[Date Prev][Date Next][Thread Prev][Thread Next]
- Subject: Re: Issues: Character 160 - Non-breaking space + Additional Issue with UTF-8
- From: Gregg Reynolds <dev@...>
- Date: Sat, 7 Jul 2018 14:22:46 -0500
I am raising the question: Should the future Lua 5.5 have unicode support? Since a lot (a lot a lot) encoding issues were solved with unicode and we are observing an international trend for the utf-8 use....
In my opinion: unicode is the future (actually, unicode is already the present for the past years), and ASCII was developed in 1960. Today, it is an old and very limitted character encoding.....
I would love to see LUA keep up to date.
Unicode includes many many codepoints whose only justification is either backwards compatibility (see e.g. Arabic presentation forms) or typesetting (non-breaking space, em-space, etc.)

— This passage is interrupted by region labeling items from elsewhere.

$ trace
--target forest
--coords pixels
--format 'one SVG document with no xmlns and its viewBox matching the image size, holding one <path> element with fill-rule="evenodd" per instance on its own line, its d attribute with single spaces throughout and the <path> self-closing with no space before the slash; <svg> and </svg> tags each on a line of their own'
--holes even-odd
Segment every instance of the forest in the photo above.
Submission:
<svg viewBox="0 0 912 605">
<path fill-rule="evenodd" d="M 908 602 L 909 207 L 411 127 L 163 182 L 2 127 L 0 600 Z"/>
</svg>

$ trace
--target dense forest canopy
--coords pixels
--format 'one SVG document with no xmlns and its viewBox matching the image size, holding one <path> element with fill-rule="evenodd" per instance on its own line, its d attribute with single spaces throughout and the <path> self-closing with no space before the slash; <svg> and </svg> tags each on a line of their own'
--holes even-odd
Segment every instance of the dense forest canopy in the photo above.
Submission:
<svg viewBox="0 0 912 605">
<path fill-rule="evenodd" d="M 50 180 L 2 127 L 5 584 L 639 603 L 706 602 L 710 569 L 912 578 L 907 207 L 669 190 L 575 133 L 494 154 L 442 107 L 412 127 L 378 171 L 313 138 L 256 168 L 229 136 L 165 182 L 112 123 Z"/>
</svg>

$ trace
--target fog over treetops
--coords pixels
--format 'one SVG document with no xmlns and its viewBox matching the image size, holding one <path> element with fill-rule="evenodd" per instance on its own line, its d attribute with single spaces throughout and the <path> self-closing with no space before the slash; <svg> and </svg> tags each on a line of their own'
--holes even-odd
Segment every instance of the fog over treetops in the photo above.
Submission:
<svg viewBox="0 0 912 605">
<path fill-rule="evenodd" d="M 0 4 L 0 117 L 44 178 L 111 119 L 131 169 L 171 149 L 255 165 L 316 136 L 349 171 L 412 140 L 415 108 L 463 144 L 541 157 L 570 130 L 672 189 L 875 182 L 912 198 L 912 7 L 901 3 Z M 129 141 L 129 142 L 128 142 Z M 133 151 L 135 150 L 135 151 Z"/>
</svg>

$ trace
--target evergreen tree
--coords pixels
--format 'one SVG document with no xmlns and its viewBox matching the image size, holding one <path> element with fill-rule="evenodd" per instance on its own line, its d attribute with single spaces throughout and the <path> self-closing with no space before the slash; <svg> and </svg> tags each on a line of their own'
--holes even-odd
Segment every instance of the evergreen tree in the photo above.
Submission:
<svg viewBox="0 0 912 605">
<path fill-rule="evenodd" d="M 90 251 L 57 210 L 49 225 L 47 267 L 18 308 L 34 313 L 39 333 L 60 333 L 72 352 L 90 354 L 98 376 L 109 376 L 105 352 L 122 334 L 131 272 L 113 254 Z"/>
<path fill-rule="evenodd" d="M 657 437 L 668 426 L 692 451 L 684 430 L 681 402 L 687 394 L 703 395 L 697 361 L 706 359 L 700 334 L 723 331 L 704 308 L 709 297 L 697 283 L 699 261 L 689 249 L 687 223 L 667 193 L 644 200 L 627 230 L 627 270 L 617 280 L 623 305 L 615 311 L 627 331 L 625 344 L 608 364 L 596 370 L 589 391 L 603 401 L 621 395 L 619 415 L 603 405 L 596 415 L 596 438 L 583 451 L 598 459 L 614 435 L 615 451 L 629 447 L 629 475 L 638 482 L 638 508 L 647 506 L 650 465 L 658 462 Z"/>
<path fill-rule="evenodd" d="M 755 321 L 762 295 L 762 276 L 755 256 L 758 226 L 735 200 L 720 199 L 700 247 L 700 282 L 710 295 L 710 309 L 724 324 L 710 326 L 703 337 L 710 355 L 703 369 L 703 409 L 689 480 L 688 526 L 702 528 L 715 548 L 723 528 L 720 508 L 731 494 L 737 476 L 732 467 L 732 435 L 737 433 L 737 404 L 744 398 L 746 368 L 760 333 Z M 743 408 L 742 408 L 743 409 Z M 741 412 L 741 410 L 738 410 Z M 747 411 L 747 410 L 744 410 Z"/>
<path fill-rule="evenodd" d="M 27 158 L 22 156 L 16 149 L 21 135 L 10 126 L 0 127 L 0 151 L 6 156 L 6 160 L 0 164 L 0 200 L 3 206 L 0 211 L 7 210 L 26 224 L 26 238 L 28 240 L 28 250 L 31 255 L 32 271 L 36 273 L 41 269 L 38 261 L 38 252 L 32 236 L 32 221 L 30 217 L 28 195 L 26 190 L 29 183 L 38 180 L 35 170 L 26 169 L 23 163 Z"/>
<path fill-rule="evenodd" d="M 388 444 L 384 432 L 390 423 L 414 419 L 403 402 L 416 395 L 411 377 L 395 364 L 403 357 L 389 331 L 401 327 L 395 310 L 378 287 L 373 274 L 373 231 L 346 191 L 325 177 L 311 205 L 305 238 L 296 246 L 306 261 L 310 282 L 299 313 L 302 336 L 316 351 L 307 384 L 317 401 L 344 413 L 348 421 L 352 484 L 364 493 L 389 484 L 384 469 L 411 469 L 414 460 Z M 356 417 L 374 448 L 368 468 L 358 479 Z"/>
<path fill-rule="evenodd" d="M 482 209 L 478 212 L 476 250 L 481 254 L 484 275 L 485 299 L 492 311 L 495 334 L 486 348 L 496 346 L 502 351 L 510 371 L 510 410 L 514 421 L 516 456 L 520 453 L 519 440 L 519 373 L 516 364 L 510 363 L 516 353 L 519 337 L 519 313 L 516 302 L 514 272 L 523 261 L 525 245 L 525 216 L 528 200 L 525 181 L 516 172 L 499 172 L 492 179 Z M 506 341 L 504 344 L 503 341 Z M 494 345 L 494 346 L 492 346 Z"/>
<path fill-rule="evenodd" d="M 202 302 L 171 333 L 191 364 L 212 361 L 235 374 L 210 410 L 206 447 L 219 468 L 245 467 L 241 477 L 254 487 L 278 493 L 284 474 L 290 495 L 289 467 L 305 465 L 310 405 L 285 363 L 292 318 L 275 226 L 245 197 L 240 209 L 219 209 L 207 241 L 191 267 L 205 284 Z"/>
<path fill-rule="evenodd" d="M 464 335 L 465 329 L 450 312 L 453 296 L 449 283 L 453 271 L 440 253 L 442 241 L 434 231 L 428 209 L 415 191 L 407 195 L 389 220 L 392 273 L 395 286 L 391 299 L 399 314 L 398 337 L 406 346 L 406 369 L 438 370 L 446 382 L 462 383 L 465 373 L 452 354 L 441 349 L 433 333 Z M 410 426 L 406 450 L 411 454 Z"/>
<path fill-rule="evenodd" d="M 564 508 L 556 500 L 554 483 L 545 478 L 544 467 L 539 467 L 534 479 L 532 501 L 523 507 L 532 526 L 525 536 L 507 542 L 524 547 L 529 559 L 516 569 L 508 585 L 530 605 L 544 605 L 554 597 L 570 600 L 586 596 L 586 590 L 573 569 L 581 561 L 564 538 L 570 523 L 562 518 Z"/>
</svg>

Not to mention support for scholarship. Does Lua really need to support identifiers in Cuneiform or Egyptian hieroglyphics? Those codepoints are only there to support publishing, not programming.
IOW it is a hack, unavoidably.
It would be nice to support identifiers in multiple languages, but that would only be a subset of Unicode anyway. And the typesetting codes would never be needed for a programming language. You could do it but only at a cost, and it makes more sense to put the burden on the programmer to normalize all space chars to one.